The ugly truth is that Hearst Castle employees, who are employees of the State Parks Department, are very poorly paid. The average guide is paid between $30,000 to $40,000 per year. Once they pay for their uniforms and for gasoline for their long commutes, employee paychecks don’t stretch far in a county known for its high cost of living.
Yet these are the people who keep the castle running. They are the ones who work in the hot sun all summer long. They conduct tours in a sweltering, non-air-conditioned building where they climb hundreds of stairs each day. They work late during the Christmas season when evening tours are held every night. They often face a treacherous drive down the hillside in foggy conditions, and then face long commutes home — only to return to the hilltop the next day for even more tours.
The volunteer Living History docents receive no compensation whatsoever. Many drive from Los Angeles, the San Joaquin Valley or the Bay Area to volunteer two to three nights each month — and they pay for their own gasoline and hotels.
The schedules that docents work prevent them from eating dinner, and they work without even a coffee break, for the “food and beverages” they supposedly are consuming while working are plastic props. Yet both paid employees and volunteer docents work hard because they share a love for Hearst Castle, for the magnificent art within it, and for the glorious gardens surrounding it. They work hard and take pride in their work. And the biggest perk they have received over the years has been an annual night of swimming in a beautiful, yet unheated and cold pool.
My husband and I have worked as Living History docents at Hearst Castle for 12 years. We have worked hundreds of volunteer hours and have been fortunate enough to swim in the Neptune Pool several times. Although we could afford to purchase tickets to the “exclusive” foundation swim event, we won’t. It is a matter of principle. The swim opportunities should not be restricted only to the privileged and wealthy – but should also be available to the employees and volunteers who work hard to make the castle a success.
Might I remind your readers that William Randolph Hearst was a very wealthy man, but he was not an elitist. He purchased lovely gifts for his employees and their families at Christmastime. Hearst didn’t begin his evening movies until the kitchen employees finished their work and were able to join him and his guests in the theater.

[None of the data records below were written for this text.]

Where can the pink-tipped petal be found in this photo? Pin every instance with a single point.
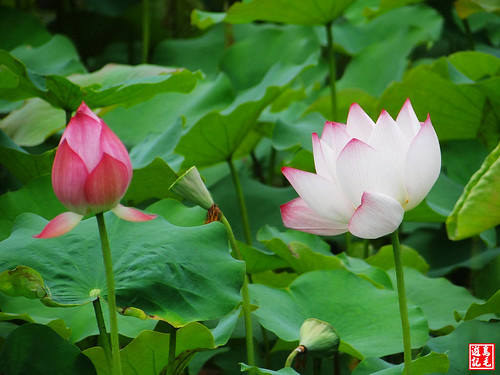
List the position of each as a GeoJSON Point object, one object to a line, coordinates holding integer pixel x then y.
{"type": "Point", "coordinates": [388, 140]}
{"type": "Point", "coordinates": [106, 184]}
{"type": "Point", "coordinates": [60, 225]}
{"type": "Point", "coordinates": [407, 121]}
{"type": "Point", "coordinates": [361, 168]}
{"type": "Point", "coordinates": [359, 124]}
{"type": "Point", "coordinates": [82, 134]}
{"type": "Point", "coordinates": [377, 216]}
{"type": "Point", "coordinates": [423, 164]}
{"type": "Point", "coordinates": [131, 214]}
{"type": "Point", "coordinates": [320, 194]}
{"type": "Point", "coordinates": [68, 178]}
{"type": "Point", "coordinates": [112, 145]}
{"type": "Point", "coordinates": [322, 168]}
{"type": "Point", "coordinates": [297, 215]}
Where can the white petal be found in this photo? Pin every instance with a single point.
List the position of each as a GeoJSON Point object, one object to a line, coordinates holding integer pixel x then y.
{"type": "Point", "coordinates": [320, 194]}
{"type": "Point", "coordinates": [388, 140]}
{"type": "Point", "coordinates": [297, 215]}
{"type": "Point", "coordinates": [361, 168]}
{"type": "Point", "coordinates": [377, 216]}
{"type": "Point", "coordinates": [336, 137]}
{"type": "Point", "coordinates": [423, 165]}
{"type": "Point", "coordinates": [407, 121]}
{"type": "Point", "coordinates": [320, 164]}
{"type": "Point", "coordinates": [359, 124]}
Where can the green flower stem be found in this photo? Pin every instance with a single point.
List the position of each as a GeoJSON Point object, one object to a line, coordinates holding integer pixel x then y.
{"type": "Point", "coordinates": [68, 115]}
{"type": "Point", "coordinates": [270, 169]}
{"type": "Point", "coordinates": [292, 355]}
{"type": "Point", "coordinates": [102, 330]}
{"type": "Point", "coordinates": [332, 69]}
{"type": "Point", "coordinates": [145, 30]}
{"type": "Point", "coordinates": [247, 311]}
{"type": "Point", "coordinates": [110, 282]}
{"type": "Point", "coordinates": [241, 202]}
{"type": "Point", "coordinates": [171, 350]}
{"type": "Point", "coordinates": [403, 308]}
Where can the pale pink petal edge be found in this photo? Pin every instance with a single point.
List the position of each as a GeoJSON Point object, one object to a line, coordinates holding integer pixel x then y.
{"type": "Point", "coordinates": [297, 215]}
{"type": "Point", "coordinates": [377, 216]}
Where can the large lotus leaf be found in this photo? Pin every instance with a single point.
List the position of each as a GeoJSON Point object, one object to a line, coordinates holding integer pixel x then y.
{"type": "Point", "coordinates": [264, 371]}
{"type": "Point", "coordinates": [203, 52]}
{"type": "Point", "coordinates": [34, 348]}
{"type": "Point", "coordinates": [490, 306]}
{"type": "Point", "coordinates": [476, 65]}
{"type": "Point", "coordinates": [462, 158]}
{"type": "Point", "coordinates": [444, 255]}
{"type": "Point", "coordinates": [298, 12]}
{"type": "Point", "coordinates": [265, 45]}
{"type": "Point", "coordinates": [478, 209]}
{"type": "Point", "coordinates": [151, 181]}
{"type": "Point", "coordinates": [456, 344]}
{"type": "Point", "coordinates": [437, 297]}
{"type": "Point", "coordinates": [31, 124]}
{"type": "Point", "coordinates": [178, 214]}
{"type": "Point", "coordinates": [456, 110]}
{"type": "Point", "coordinates": [154, 116]}
{"type": "Point", "coordinates": [21, 164]}
{"type": "Point", "coordinates": [80, 319]}
{"type": "Point", "coordinates": [112, 85]}
{"type": "Point", "coordinates": [381, 47]}
{"type": "Point", "coordinates": [466, 8]}
{"type": "Point", "coordinates": [431, 363]}
{"type": "Point", "coordinates": [57, 56]}
{"type": "Point", "coordinates": [148, 352]}
{"type": "Point", "coordinates": [218, 135]}
{"type": "Point", "coordinates": [159, 268]}
{"type": "Point", "coordinates": [18, 28]}
{"type": "Point", "coordinates": [384, 259]}
{"type": "Point", "coordinates": [262, 203]}
{"type": "Point", "coordinates": [366, 318]}
{"type": "Point", "coordinates": [159, 145]}
{"type": "Point", "coordinates": [36, 196]}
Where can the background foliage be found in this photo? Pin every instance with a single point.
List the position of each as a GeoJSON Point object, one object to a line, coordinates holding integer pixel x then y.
{"type": "Point", "coordinates": [221, 85]}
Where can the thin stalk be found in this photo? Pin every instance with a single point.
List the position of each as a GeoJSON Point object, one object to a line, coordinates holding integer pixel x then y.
{"type": "Point", "coordinates": [241, 202]}
{"type": "Point", "coordinates": [68, 115]}
{"type": "Point", "coordinates": [171, 351]}
{"type": "Point", "coordinates": [403, 308]}
{"type": "Point", "coordinates": [299, 349]}
{"type": "Point", "coordinates": [145, 30]}
{"type": "Point", "coordinates": [317, 362]}
{"type": "Point", "coordinates": [102, 330]}
{"type": "Point", "coordinates": [270, 168]}
{"type": "Point", "coordinates": [110, 282]}
{"type": "Point", "coordinates": [348, 243]}
{"type": "Point", "coordinates": [247, 311]}
{"type": "Point", "coordinates": [332, 69]}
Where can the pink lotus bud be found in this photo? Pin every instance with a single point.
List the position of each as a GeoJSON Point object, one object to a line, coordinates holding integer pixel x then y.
{"type": "Point", "coordinates": [91, 173]}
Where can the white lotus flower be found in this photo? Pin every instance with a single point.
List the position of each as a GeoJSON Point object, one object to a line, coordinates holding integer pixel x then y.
{"type": "Point", "coordinates": [367, 175]}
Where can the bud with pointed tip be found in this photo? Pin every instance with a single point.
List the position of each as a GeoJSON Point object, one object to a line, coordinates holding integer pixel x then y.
{"type": "Point", "coordinates": [91, 173]}
{"type": "Point", "coordinates": [190, 186]}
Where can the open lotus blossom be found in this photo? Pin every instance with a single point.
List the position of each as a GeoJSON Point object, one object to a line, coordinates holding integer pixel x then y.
{"type": "Point", "coordinates": [367, 175]}
{"type": "Point", "coordinates": [90, 174]}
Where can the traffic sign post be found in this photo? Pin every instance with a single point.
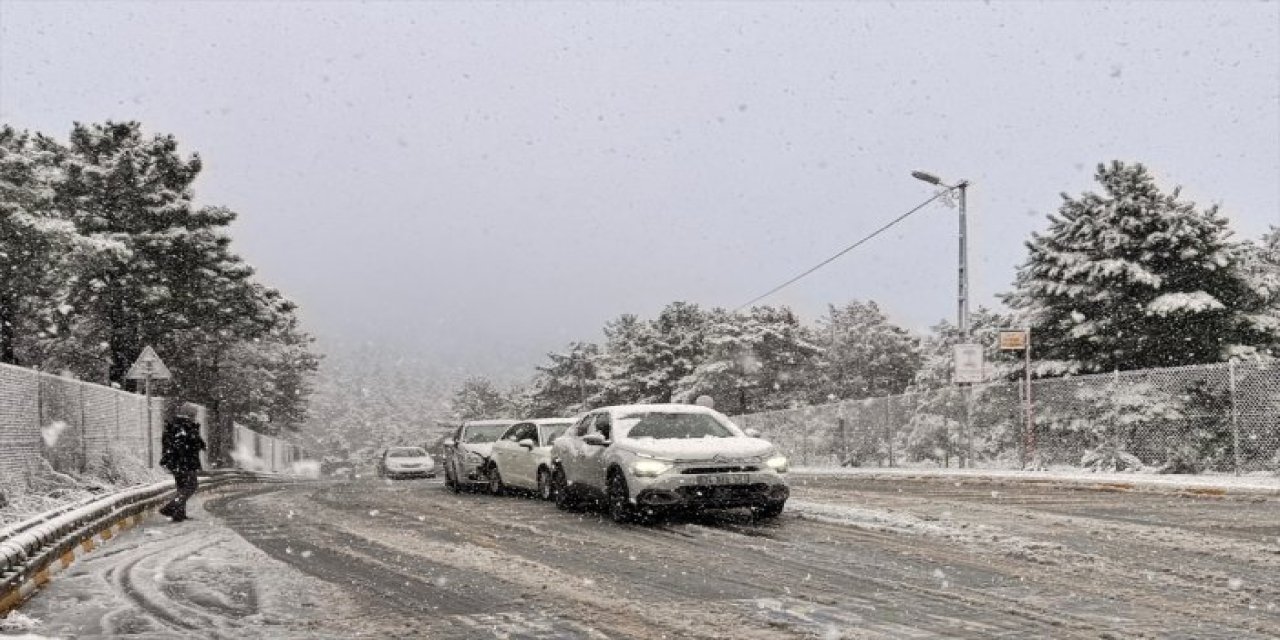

Maybe State Parks management should follow the lead of “The Chief” himself and show a little appreciation for the people who are working hard to make the castle succeed.
Over the years, Hearst Castle has lost many dedicated guides and volunteers, and it currently struggles to maintain enough paid and unpaid workers to keep the tours running during busy seasons. We encourage the Hearst Castle management to please reinstate employee “swim nights” before they lose even more employees and volunteers. This slap in the face may be the final straw for many dedicated workers.
Yvonne Smith volunteers at Hearst Castle as a living history docent. She lives in Atascadero.
The Hearst Castle Foundation did not play a role in discontinuing employee swim nights. This viewpoint has been updated to reflect that.